Key themes raised in the discussion:
- We need to rethink appropriate regulation for the sharing economy. Much discussion was focused on the kind of regulation necessary to ensure that the sharing economy generated activity in the public interest. It was noted that transport regulation had been slow to develop, and was often motivated by safety issues; similarly, it would take time to understand where regulation was necessary for the sharing economy. Concerns were raised that regulation should be kept to a minimum until the public interest dimensions were better understood, while others recommended a non-confrontational relationship between regulators and firms, noting that firms were capable of self-regulation to a large degree. One recommendation was to develop a new typology of regulatory behaviour suitable for a digital and global economy.
- The platform economy has a tendency to create giant monopolies. There was discussion about the public benefits of such monopolies, and it was suggested that it would be best to distinguish between those on the production side and on the consumer side. In cases where technology had created a new market where buyers and sellers could not previously connect there was a clearer public benefit. There was some criticism that existing regulators were protecting current monopolies while failing to anticipate the creation of new ones.
- The sharing economy is likely to be disruptive. Delegates observed that the impacts of the sharing economy could be profound, particularly for the large number of people who earned a living from road travel. The effects, it was noted, could be particularly disruptive for labour, since those making a living using the platform economy were unlikely to enjoy the security of employees and had little opportunity for career progression. The move towards a contract- based economy was thought likely to require new forms of regulation to protect safety and prevent exploitation of workers. Others had a more optimistic view of these changes, noting that economies had adapted to major technological changes in the past. One observation was that in places where the sharing economy was well established, such as California, new economic strategies were being considered, such as the universal basic income.
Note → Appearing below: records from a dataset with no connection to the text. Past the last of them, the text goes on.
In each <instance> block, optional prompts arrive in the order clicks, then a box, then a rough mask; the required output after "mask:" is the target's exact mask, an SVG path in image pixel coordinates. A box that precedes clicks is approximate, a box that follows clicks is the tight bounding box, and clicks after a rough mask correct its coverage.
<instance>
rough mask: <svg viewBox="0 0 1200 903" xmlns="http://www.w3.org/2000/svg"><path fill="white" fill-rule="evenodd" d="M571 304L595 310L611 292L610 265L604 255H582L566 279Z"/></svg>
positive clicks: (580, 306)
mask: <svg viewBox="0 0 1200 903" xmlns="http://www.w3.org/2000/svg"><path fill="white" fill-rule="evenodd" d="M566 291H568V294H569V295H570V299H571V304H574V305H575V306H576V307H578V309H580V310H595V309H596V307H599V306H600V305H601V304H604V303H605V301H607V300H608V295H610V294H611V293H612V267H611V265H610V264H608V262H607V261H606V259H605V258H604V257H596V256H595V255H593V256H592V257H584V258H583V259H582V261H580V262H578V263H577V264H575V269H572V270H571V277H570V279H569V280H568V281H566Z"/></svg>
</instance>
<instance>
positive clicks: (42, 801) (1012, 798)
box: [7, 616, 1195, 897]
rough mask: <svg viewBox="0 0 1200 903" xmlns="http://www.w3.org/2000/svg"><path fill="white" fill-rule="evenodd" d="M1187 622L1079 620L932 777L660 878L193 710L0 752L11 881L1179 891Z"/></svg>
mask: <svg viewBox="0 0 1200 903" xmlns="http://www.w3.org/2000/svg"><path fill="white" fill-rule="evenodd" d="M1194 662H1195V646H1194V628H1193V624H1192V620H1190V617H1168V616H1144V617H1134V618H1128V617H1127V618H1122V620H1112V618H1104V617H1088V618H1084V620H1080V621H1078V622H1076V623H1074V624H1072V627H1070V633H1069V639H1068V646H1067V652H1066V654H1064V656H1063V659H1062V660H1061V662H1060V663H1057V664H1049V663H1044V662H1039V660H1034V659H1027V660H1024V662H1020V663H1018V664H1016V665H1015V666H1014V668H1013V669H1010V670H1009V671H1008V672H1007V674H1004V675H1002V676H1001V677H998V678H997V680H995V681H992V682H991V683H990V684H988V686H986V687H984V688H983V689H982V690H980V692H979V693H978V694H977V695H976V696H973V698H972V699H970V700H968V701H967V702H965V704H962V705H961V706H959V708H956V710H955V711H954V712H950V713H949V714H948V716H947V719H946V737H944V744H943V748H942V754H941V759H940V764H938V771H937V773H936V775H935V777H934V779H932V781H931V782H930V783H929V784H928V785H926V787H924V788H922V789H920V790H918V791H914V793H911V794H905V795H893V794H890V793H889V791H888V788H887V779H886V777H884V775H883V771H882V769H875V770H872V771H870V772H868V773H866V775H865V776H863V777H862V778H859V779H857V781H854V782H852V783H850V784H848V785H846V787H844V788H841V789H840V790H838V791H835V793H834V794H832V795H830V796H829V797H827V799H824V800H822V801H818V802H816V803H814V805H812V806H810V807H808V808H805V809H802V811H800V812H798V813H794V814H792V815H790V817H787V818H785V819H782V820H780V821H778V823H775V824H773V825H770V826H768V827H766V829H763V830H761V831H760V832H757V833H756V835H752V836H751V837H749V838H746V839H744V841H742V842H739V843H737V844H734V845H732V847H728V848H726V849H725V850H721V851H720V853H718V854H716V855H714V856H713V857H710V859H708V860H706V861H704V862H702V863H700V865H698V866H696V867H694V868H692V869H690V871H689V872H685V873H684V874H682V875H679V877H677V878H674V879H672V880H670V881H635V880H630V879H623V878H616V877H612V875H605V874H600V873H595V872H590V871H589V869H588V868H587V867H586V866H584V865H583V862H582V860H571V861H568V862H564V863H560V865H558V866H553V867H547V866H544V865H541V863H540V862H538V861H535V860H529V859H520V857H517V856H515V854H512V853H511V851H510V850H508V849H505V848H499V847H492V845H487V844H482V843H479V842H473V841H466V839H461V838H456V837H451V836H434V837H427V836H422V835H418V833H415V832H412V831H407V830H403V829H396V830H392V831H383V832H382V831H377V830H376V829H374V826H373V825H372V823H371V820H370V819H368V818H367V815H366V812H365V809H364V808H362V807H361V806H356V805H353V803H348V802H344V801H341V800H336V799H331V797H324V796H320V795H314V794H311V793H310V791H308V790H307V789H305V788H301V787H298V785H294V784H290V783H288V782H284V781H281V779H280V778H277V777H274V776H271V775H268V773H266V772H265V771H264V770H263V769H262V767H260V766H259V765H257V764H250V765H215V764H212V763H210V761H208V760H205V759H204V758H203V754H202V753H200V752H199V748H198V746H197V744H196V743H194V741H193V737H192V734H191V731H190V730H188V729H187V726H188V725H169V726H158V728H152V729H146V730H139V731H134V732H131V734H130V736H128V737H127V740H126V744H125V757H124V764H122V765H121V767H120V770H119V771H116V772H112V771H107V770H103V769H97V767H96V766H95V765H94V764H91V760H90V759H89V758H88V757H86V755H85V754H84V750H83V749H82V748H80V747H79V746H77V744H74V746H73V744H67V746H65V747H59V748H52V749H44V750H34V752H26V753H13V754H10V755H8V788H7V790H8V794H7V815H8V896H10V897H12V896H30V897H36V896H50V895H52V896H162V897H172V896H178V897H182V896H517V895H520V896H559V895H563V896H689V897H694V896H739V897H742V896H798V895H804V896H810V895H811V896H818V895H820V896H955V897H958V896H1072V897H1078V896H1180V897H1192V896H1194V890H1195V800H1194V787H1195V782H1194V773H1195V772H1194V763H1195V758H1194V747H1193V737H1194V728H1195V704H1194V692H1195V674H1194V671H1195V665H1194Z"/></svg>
- We need to understand better the implications of the sharing economy for cities and places. Attention was drawn to the way in which the sharing economy was reshaping how we move around places. With the rise of virtual or shared workspaces the whole city was becoming a workplace or campus, in some cases resulting in more travel in order to make use of the amenities on offer. However, other delegates warned that we should also think about the effects on the disabled, and on rural areas, where online access and mobility was often much more restricted. In such cases fears were expressed that the sharing economy could widen the gulf between the quality of urban and rural lives.
- The sharing economy could provide opportunities for better use of transport network capacity, such as road space. Several delegates noted that technology could create new markets for the use of spare network capacity. This was particularly the case for road and parking spaces, although there was disagreement about how to allocate this equitably between different categories of users. Some expressed a view that sharing platforms and autonomous vehicles could result in much greater road and parking space capacity in the future, while others suggested that technology would reduce the cost of personal car travel, siphoning demand away from passenger transport modes.